A virtual assistant excitedly posted her website creation to one of the VA Facebook groups I manage the other day. She was clearly proud and excited about what she’d done and spent a lot of time on it… but I groaned out loud.
Well unfortunately she’d made a few mistakes which are all too common with newbie VAs. And unless I told her, she would remain blissfully ignorant of why her hard work was not paying off. I grasped that thorny nettle and gave her some tips:
Hosting your blog on WordPress.com
Really common mistake, but one that will cost you the most in terms of your search engine ranking. All those juicy keywords, regular content and interested followers are NOT actually visiting your site when they click on your blog link… They are visiting WordPress/Blogger/Tumblr. Your website domain isn’t getting any traffic or keywords or content whatsoever, so from an SEO perspective, your work is entirely pointless.

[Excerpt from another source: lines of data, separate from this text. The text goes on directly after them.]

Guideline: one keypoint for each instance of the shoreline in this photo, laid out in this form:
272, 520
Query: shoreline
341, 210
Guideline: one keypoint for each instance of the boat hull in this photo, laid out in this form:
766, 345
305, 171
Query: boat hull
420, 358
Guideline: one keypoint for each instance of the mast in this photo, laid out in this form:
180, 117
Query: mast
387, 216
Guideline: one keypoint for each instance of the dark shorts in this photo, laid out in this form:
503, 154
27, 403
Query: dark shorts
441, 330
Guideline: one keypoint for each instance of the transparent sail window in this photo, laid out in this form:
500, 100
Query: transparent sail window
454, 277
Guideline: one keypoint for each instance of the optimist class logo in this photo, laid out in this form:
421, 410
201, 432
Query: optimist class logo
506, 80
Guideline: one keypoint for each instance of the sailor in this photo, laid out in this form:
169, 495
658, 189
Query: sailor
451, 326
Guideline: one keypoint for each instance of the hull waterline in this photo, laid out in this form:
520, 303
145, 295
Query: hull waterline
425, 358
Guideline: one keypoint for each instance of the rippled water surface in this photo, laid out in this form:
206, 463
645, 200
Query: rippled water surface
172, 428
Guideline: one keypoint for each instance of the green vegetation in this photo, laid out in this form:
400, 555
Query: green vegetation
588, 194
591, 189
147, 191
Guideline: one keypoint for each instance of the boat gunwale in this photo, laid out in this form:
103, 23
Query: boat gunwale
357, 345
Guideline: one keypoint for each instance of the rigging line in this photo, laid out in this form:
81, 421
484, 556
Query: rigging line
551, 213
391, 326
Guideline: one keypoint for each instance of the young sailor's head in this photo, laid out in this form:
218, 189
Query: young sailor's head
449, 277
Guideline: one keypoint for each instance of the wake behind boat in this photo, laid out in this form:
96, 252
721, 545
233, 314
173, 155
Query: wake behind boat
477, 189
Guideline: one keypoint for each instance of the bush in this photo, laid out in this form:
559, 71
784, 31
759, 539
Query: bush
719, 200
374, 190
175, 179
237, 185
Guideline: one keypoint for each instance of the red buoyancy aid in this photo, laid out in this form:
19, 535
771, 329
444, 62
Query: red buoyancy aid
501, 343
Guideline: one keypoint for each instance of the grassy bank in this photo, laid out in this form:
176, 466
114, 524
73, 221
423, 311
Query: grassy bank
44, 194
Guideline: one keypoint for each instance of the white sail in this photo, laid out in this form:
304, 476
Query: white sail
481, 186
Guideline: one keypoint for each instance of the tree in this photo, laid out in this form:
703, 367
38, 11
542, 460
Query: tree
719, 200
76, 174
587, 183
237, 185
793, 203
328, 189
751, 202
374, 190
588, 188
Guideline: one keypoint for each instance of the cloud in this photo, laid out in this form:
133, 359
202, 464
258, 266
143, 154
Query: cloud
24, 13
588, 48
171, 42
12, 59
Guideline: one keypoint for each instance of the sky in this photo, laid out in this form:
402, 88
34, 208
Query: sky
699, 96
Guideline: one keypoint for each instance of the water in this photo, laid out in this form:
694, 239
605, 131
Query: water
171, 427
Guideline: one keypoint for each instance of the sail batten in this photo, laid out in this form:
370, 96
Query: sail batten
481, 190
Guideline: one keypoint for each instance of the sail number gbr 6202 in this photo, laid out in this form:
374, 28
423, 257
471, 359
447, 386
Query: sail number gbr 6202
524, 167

As tempting as it is to go for the quick and easy option to set a blog up via one of these providers, take a little bit of extra time to host it via your own website. We use 1and1 for our hosting, but most webhosts will have a blog hosting option and a guide to setting up and installing WordPress on your own domain. If you truly have to set it up on a freebie blog, choose one that you can download the content from and import into a WordPress blog at a later date.
Promoting it to other VAs
Getting the opinion of other virtual assistants is priceless… Apart from anything else, they can spot a typo at 15 paces and will also email you to tell you about it (clients won’t, they just won’t use you!!!).

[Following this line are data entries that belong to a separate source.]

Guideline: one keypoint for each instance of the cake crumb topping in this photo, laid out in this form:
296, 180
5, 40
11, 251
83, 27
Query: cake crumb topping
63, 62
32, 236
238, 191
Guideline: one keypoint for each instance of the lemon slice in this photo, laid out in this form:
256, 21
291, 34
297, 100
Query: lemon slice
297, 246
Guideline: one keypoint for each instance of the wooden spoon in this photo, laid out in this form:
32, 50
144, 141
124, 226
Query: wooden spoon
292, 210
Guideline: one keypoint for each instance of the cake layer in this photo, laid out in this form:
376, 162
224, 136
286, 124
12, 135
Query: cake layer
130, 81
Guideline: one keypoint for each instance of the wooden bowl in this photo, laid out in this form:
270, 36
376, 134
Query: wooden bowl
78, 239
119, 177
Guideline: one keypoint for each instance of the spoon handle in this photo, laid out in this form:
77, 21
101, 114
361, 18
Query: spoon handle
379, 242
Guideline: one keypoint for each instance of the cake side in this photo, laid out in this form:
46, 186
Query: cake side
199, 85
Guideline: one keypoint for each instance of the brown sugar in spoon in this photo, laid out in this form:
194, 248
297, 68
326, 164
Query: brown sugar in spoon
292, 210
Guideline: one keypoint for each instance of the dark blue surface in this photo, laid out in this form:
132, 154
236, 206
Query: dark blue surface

But long term, you will want to monitor the site to see what blog posts are popular with your clients, what sort of words they search for and what subjects interest them. And your results will be seriously squiffy if you have a ton of VAs clicking on each post. Unless VAs are your target client market, don’t promote your blog to them.

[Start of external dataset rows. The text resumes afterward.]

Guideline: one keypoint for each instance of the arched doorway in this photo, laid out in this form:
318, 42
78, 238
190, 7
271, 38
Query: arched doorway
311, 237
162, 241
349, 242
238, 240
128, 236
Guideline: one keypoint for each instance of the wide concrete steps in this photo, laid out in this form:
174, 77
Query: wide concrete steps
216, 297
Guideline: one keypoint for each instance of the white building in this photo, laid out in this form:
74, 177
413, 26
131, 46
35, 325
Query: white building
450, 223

A while back I remember being in a virtual conference where the speaker challenged us to all post a blog about buying a loaf of bread. The idea was to demonstrate Twitter trending, but it had absolutely nothing to do with being a VA or engaging with my audience.
Looking through the content of some VA blogs, you would be hard pushed to see what this person does. There’s a load of tech tips, some woolly posts clearly lifted from elsewhere without any original content, perhaps some local events and maybe 2-3 from affiliate beauty products they sell. It’s all a bit random!